The length of the perpendicular from the point \(\mathrm{A}(1,-2,-3)\) on the line \(\frac{x-1}{2}=\frac{y+3}{-1}=\frac{z+1}{-2}\) is

Let \(\frac{x-1}{2}=\frac{y+3}{-1}=\frac{z+1}{-2}=\lambda\)
\(\therefore \quad\) Any general point on this line is
\(\mathrm{Q}(2 \lambda+1,-\lambda-3,-2 \lambda-1)\)
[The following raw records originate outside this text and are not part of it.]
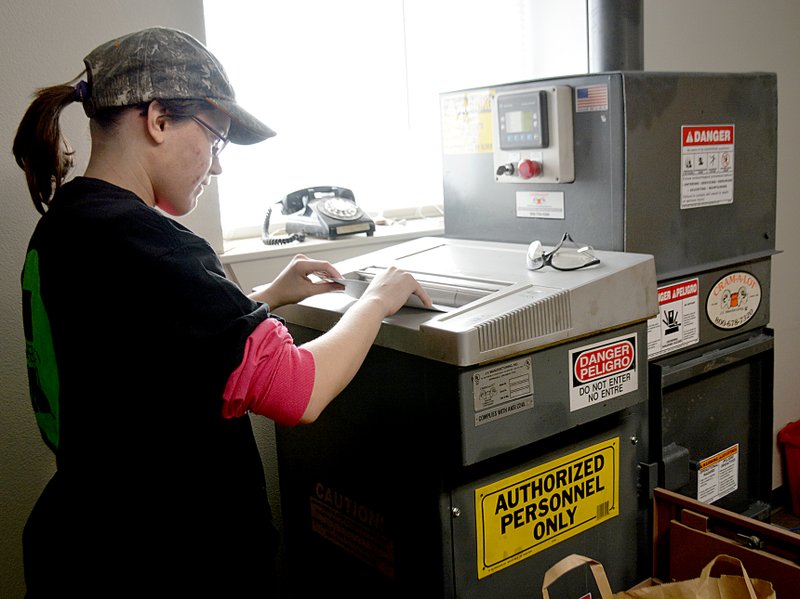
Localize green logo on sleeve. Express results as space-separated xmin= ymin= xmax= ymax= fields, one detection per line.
xmin=22 ymin=249 xmax=60 ymax=451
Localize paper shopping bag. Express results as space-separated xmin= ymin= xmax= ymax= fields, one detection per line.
xmin=617 ymin=554 xmax=775 ymax=599
xmin=541 ymin=554 xmax=614 ymax=599
xmin=541 ymin=553 xmax=776 ymax=599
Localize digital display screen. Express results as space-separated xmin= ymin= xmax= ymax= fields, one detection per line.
xmin=497 ymin=90 xmax=548 ymax=150
xmin=505 ymin=110 xmax=534 ymax=134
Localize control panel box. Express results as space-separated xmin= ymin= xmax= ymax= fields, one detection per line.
xmin=492 ymin=85 xmax=574 ymax=184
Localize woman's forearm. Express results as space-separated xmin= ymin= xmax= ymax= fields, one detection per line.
xmin=299 ymin=296 xmax=387 ymax=423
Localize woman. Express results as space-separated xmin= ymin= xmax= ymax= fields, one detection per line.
xmin=13 ymin=27 xmax=430 ymax=597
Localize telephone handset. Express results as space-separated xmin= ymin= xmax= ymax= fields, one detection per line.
xmin=262 ymin=186 xmax=375 ymax=245
xmin=281 ymin=185 xmax=354 ymax=214
xmin=283 ymin=186 xmax=375 ymax=240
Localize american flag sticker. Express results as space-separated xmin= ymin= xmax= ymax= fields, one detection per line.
xmin=575 ymin=84 xmax=608 ymax=112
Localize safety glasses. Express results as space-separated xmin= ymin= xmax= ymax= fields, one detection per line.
xmin=526 ymin=232 xmax=600 ymax=271
xmin=191 ymin=115 xmax=230 ymax=157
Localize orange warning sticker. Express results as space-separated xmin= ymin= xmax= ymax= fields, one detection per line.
xmin=697 ymin=444 xmax=739 ymax=504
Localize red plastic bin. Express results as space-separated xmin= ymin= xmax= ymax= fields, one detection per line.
xmin=778 ymin=419 xmax=800 ymax=516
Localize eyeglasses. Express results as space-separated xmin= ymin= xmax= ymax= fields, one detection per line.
xmin=191 ymin=115 xmax=230 ymax=157
xmin=526 ymin=232 xmax=600 ymax=271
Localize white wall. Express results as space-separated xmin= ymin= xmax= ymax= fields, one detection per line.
xmin=1 ymin=1 xmax=798 ymax=597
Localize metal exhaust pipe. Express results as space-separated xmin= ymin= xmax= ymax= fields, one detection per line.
xmin=587 ymin=0 xmax=644 ymax=72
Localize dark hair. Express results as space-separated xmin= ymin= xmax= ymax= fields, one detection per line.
xmin=13 ymin=82 xmax=80 ymax=215
xmin=12 ymin=83 xmax=211 ymax=215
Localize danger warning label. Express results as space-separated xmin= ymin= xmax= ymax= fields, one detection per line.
xmin=647 ymin=278 xmax=700 ymax=359
xmin=680 ymin=124 xmax=735 ymax=209
xmin=569 ymin=334 xmax=638 ymax=411
xmin=475 ymin=438 xmax=619 ymax=578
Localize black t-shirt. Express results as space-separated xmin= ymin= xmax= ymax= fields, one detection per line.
xmin=22 ymin=177 xmax=278 ymax=596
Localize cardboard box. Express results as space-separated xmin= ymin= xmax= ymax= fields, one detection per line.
xmin=648 ymin=488 xmax=800 ymax=595
xmin=543 ymin=488 xmax=800 ymax=598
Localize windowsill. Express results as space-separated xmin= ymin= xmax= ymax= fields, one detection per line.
xmin=219 ymin=216 xmax=445 ymax=265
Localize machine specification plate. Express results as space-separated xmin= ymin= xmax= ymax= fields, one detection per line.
xmin=473 ymin=357 xmax=534 ymax=426
xmin=475 ymin=438 xmax=619 ymax=579
xmin=647 ymin=278 xmax=700 ymax=359
xmin=568 ymin=334 xmax=638 ymax=411
xmin=680 ymin=124 xmax=735 ymax=209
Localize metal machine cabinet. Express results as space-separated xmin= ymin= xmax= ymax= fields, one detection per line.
xmin=649 ymin=328 xmax=775 ymax=519
xmin=441 ymin=72 xmax=777 ymax=281
xmin=647 ymin=260 xmax=774 ymax=518
xmin=273 ymin=70 xmax=778 ymax=595
xmin=440 ymin=71 xmax=778 ymax=516
xmin=277 ymin=324 xmax=650 ymax=598
xmin=275 ymin=239 xmax=658 ymax=597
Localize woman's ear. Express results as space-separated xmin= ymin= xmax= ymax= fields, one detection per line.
xmin=145 ymin=100 xmax=170 ymax=145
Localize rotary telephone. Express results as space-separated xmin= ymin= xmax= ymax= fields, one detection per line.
xmin=262 ymin=186 xmax=375 ymax=245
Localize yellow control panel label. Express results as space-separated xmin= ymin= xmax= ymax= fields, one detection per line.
xmin=475 ymin=438 xmax=619 ymax=579
xmin=440 ymin=90 xmax=495 ymax=155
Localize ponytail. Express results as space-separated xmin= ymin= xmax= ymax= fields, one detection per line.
xmin=12 ymin=82 xmax=82 ymax=215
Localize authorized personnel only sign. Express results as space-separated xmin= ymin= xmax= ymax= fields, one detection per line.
xmin=569 ymin=334 xmax=638 ymax=411
xmin=680 ymin=124 xmax=735 ymax=209
xmin=475 ymin=438 xmax=619 ymax=579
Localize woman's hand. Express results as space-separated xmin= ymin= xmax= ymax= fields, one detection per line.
xmin=359 ymin=266 xmax=433 ymax=314
xmin=298 ymin=266 xmax=432 ymax=422
xmin=249 ymin=254 xmax=344 ymax=309
xmin=248 ymin=257 xmax=433 ymax=423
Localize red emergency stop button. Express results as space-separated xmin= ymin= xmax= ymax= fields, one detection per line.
xmin=518 ymin=159 xmax=542 ymax=179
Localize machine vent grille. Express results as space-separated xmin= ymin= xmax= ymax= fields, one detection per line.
xmin=477 ymin=290 xmax=571 ymax=353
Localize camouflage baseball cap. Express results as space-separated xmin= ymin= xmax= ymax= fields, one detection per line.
xmin=82 ymin=27 xmax=275 ymax=144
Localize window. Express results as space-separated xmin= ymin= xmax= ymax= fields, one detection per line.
xmin=203 ymin=0 xmax=587 ymax=239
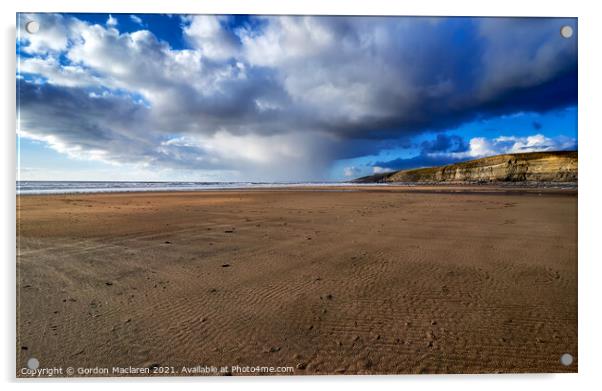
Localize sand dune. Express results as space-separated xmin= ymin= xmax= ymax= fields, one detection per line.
xmin=16 ymin=186 xmax=577 ymax=376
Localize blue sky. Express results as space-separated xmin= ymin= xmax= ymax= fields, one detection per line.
xmin=17 ymin=14 xmax=577 ymax=181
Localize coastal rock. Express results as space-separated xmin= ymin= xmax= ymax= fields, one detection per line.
xmin=353 ymin=151 xmax=577 ymax=184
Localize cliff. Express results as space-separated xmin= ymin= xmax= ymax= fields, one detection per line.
xmin=353 ymin=151 xmax=578 ymax=183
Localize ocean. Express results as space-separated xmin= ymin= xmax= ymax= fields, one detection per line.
xmin=15 ymin=181 xmax=373 ymax=195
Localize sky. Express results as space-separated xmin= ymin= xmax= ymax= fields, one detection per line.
xmin=16 ymin=14 xmax=577 ymax=182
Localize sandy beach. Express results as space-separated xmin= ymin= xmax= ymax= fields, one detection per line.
xmin=16 ymin=186 xmax=577 ymax=375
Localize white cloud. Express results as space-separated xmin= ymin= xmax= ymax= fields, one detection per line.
xmin=18 ymin=129 xmax=111 ymax=163
xmin=372 ymin=166 xmax=394 ymax=174
xmin=466 ymin=137 xmax=499 ymax=157
xmin=106 ymin=15 xmax=118 ymax=27
xmin=430 ymin=133 xmax=576 ymax=160
xmin=343 ymin=166 xmax=362 ymax=177
xmin=239 ymin=16 xmax=416 ymax=124
xmin=130 ymin=15 xmax=143 ymax=25
xmin=18 ymin=13 xmax=84 ymax=54
xmin=240 ymin=16 xmax=336 ymax=67
xmin=182 ymin=15 xmax=239 ymax=61
xmin=494 ymin=134 xmax=575 ymax=153
xmin=20 ymin=57 xmax=99 ymax=87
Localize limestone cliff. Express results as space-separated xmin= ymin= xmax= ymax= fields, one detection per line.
xmin=353 ymin=151 xmax=577 ymax=183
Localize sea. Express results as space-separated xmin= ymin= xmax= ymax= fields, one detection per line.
xmin=16 ymin=180 xmax=575 ymax=195
xmin=16 ymin=181 xmax=377 ymax=195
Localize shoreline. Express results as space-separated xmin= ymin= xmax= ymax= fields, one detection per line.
xmin=16 ymin=182 xmax=578 ymax=197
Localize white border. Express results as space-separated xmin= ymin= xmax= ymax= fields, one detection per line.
xmin=3 ymin=1 xmax=601 ymax=390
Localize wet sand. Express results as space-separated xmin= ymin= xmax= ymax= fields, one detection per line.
xmin=16 ymin=186 xmax=577 ymax=376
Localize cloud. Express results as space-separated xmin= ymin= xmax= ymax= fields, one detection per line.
xmin=373 ymin=155 xmax=466 ymax=172
xmin=369 ymin=133 xmax=473 ymax=173
xmin=372 ymin=166 xmax=394 ymax=174
xmin=18 ymin=13 xmax=85 ymax=54
xmin=421 ymin=134 xmax=469 ymax=153
xmin=483 ymin=134 xmax=576 ymax=154
xmin=343 ymin=166 xmax=363 ymax=178
xmin=182 ymin=15 xmax=240 ymax=61
xmin=18 ymin=82 xmax=152 ymax=164
xmin=17 ymin=81 xmax=335 ymax=180
xmin=130 ymin=15 xmax=143 ymax=25
xmin=17 ymin=14 xmax=578 ymax=180
xmin=451 ymin=133 xmax=577 ymax=159
xmin=106 ymin=15 xmax=118 ymax=27
xmin=20 ymin=56 xmax=100 ymax=87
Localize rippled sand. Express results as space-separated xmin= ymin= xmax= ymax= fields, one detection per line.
xmin=16 ymin=186 xmax=577 ymax=376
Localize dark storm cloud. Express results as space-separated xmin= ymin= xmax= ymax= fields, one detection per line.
xmin=421 ymin=134 xmax=469 ymax=153
xmin=373 ymin=134 xmax=470 ymax=171
xmin=373 ymin=154 xmax=465 ymax=171
xmin=17 ymin=14 xmax=578 ymax=179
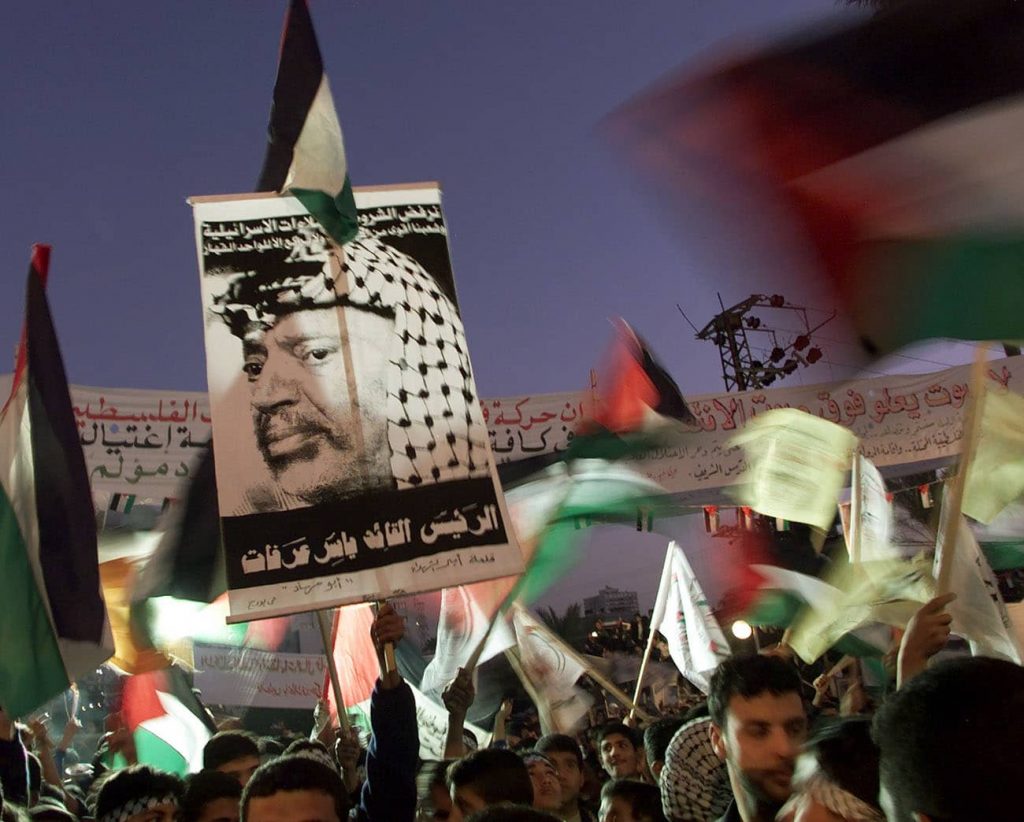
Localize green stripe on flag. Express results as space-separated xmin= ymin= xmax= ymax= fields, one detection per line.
xmin=981 ymin=540 xmax=1024 ymax=571
xmin=855 ymin=233 xmax=1024 ymax=352
xmin=134 ymin=726 xmax=188 ymax=776
xmin=292 ymin=176 xmax=358 ymax=247
xmin=0 ymin=489 xmax=68 ymax=717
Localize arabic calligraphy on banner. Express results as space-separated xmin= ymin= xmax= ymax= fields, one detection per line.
xmin=5 ymin=357 xmax=1019 ymax=502
xmin=192 ymin=643 xmax=327 ymax=709
xmin=638 ymin=357 xmax=1023 ymax=495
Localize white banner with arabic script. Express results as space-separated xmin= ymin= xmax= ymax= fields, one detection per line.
xmin=6 ymin=356 xmax=1021 ymax=503
xmin=192 ymin=643 xmax=327 ymax=709
xmin=636 ymin=357 xmax=1024 ymax=497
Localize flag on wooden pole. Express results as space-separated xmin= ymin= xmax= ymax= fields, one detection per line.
xmin=650 ymin=542 xmax=730 ymax=692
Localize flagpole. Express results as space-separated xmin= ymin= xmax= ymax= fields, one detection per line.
xmin=629 ymin=627 xmax=659 ymax=720
xmin=849 ymin=448 xmax=863 ymax=565
xmin=937 ymin=347 xmax=989 ymax=595
xmin=371 ymin=601 xmax=398 ymax=675
xmin=315 ymin=609 xmax=351 ymax=733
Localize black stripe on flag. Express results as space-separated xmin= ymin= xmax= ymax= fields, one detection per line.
xmin=257 ymin=0 xmax=326 ymax=192
xmin=713 ymin=0 xmax=1024 ymax=174
xmin=25 ymin=249 xmax=106 ymax=644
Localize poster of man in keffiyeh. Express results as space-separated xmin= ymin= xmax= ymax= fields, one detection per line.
xmin=190 ymin=184 xmax=522 ymax=620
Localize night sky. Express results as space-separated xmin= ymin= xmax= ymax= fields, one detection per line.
xmin=1 ymin=1 xmax=979 ymax=611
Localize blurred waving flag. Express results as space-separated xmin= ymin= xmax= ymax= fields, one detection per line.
xmin=120 ymin=667 xmax=215 ymax=776
xmin=610 ymin=0 xmax=1024 ymax=356
xmin=0 ymin=246 xmax=113 ymax=717
xmin=257 ymin=0 xmax=358 ymax=246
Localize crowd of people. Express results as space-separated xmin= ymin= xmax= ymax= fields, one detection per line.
xmin=1 ymin=593 xmax=1022 ymax=822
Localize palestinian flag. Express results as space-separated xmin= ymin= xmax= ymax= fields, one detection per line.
xmin=0 ymin=246 xmax=113 ymax=718
xmin=120 ymin=667 xmax=215 ymax=775
xmin=612 ymin=0 xmax=1024 ymax=356
xmin=257 ymin=0 xmax=358 ymax=247
xmin=748 ymin=565 xmax=893 ymax=659
xmin=571 ymin=319 xmax=694 ymax=461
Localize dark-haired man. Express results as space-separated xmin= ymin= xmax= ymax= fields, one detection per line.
xmin=94 ymin=765 xmax=183 ymax=822
xmin=707 ymin=655 xmax=807 ymax=822
xmin=873 ymin=656 xmax=1024 ymax=821
xmin=642 ymin=718 xmax=683 ymax=782
xmin=203 ymin=731 xmax=261 ymax=788
xmin=447 ymin=748 xmax=534 ymax=821
xmin=241 ymin=754 xmax=347 ymax=822
xmin=595 ymin=724 xmax=641 ymax=781
xmin=180 ymin=770 xmax=242 ymax=822
xmin=535 ymin=734 xmax=593 ymax=822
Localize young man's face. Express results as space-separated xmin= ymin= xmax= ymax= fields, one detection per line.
xmin=246 ymin=789 xmax=339 ymax=822
xmin=216 ymin=754 xmax=261 ymax=788
xmin=195 ymin=797 xmax=241 ymax=822
xmin=599 ymin=794 xmax=641 ymax=822
xmin=447 ymin=784 xmax=487 ymax=822
xmin=710 ymin=691 xmax=807 ymax=808
xmin=600 ymin=733 xmax=640 ymax=779
xmin=126 ymin=803 xmax=179 ymax=822
xmin=543 ymin=749 xmax=585 ymax=807
xmin=243 ymin=306 xmax=391 ymax=504
xmin=526 ymin=758 xmax=562 ymax=812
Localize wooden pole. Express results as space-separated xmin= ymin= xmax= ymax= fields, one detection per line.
xmin=849 ymin=448 xmax=863 ymax=565
xmin=629 ymin=626 xmax=659 ymax=719
xmin=315 ymin=609 xmax=351 ymax=732
xmin=936 ymin=347 xmax=989 ymax=595
xmin=371 ymin=601 xmax=398 ymax=675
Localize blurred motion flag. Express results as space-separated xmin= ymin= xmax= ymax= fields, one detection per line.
xmin=509 ymin=606 xmax=592 ymax=734
xmin=322 ymin=604 xmax=380 ymax=731
xmin=611 ymin=0 xmax=1024 ymax=356
xmin=934 ymin=503 xmax=1023 ymax=664
xmin=419 ymin=582 xmax=515 ymax=697
xmin=120 ymin=666 xmax=215 ymax=775
xmin=753 ymin=563 xmax=901 ymax=660
xmin=506 ymin=459 xmax=673 ymax=605
xmin=962 ymin=387 xmax=1024 ymax=524
xmin=730 ymin=409 xmax=857 ymax=532
xmin=571 ymin=319 xmax=695 ymax=461
xmin=650 ymin=542 xmax=730 ymax=692
xmin=0 ymin=246 xmax=113 ymax=718
xmin=257 ymin=0 xmax=358 ymax=246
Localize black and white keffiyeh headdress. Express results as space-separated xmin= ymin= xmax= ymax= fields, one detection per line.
xmin=211 ymin=235 xmax=490 ymax=489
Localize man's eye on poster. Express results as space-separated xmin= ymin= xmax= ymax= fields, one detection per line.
xmin=190 ymin=185 xmax=523 ymax=621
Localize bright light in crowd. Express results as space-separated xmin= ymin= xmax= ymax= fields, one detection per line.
xmin=731 ymin=620 xmax=753 ymax=640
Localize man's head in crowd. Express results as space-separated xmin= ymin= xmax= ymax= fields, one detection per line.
xmin=872 ymin=656 xmax=1024 ymax=822
xmin=94 ymin=765 xmax=183 ymax=822
xmin=241 ymin=754 xmax=350 ymax=822
xmin=777 ymin=717 xmax=882 ymax=822
xmin=180 ymin=770 xmax=243 ymax=822
xmin=642 ymin=717 xmax=684 ymax=782
xmin=464 ymin=807 xmax=560 ymax=822
xmin=446 ymin=749 xmax=534 ymax=822
xmin=596 ymin=723 xmax=641 ymax=780
xmin=520 ymin=754 xmax=561 ymax=814
xmin=534 ymin=734 xmax=585 ymax=816
xmin=203 ymin=731 xmax=262 ymax=788
xmin=417 ymin=760 xmax=454 ymax=822
xmin=598 ymin=780 xmax=666 ymax=822
xmin=708 ymin=654 xmax=807 ymax=820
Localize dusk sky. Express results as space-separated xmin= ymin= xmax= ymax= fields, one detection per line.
xmin=2 ymin=2 xmax=983 ymax=613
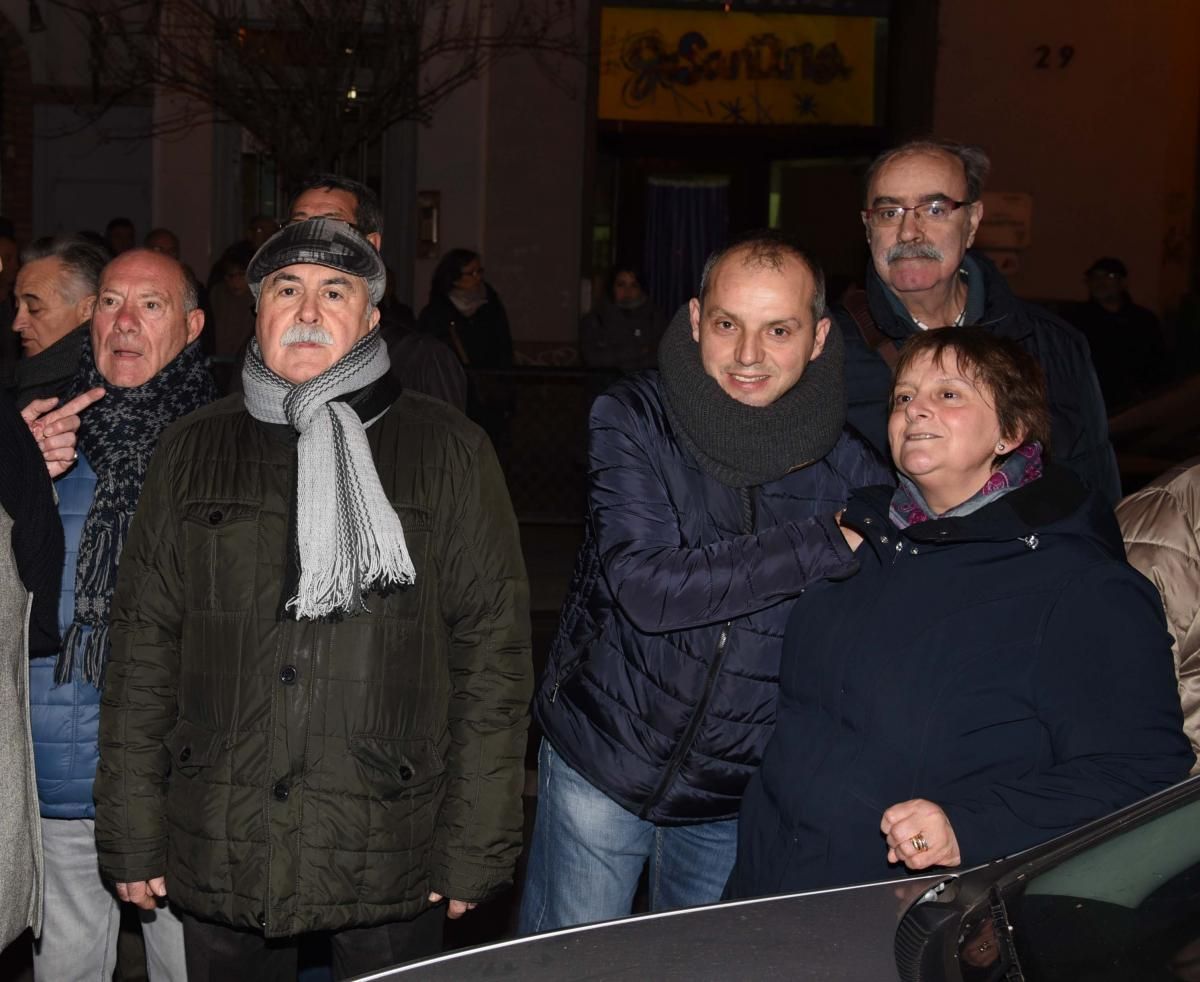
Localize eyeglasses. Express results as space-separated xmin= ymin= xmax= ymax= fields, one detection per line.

The direction ratios of AQ are
\(2 \lambda,-\lambda-1,-2 \lambda+2\)
Since \(A Q\) is perpendicular to given lines.
\(\begin{aligned}
& 2(2 \lambda)-1(-\lambda-1)-2(-2 \lambda+2)=0 \\
\Rightarrow & 4 \lambda+\lambda+1+4 \lambda-4=0 \\
& \Rightarrow 9 \lambda-3=0 \\
\Rightarrow & \lambda=\frac{1}{3} \\
\therefore \quad & \mathrm{Q} \equiv\left(\frac{5}{3}, \frac{-10}{3}, \frac{-5}{3}\right)
\end{aligned}\)
\(\therefore \quad \mathrm{AQ}=\sqrt{\left(1-\frac{5}{3}\right)^2-\left(-2+\frac{10}{3}\right)^2+\left(-3+\frac{5}{3}\right)^2}\)
\(\begin{aligned} & =\sqrt{\frac{4}{9}+\frac{16}{9}+\frac{16}{9}}=\sqrt{\frac{36}{9}}=\sqrt{4} \\ \therefore \quad A Q & =2 \text { units }\end{aligned}\)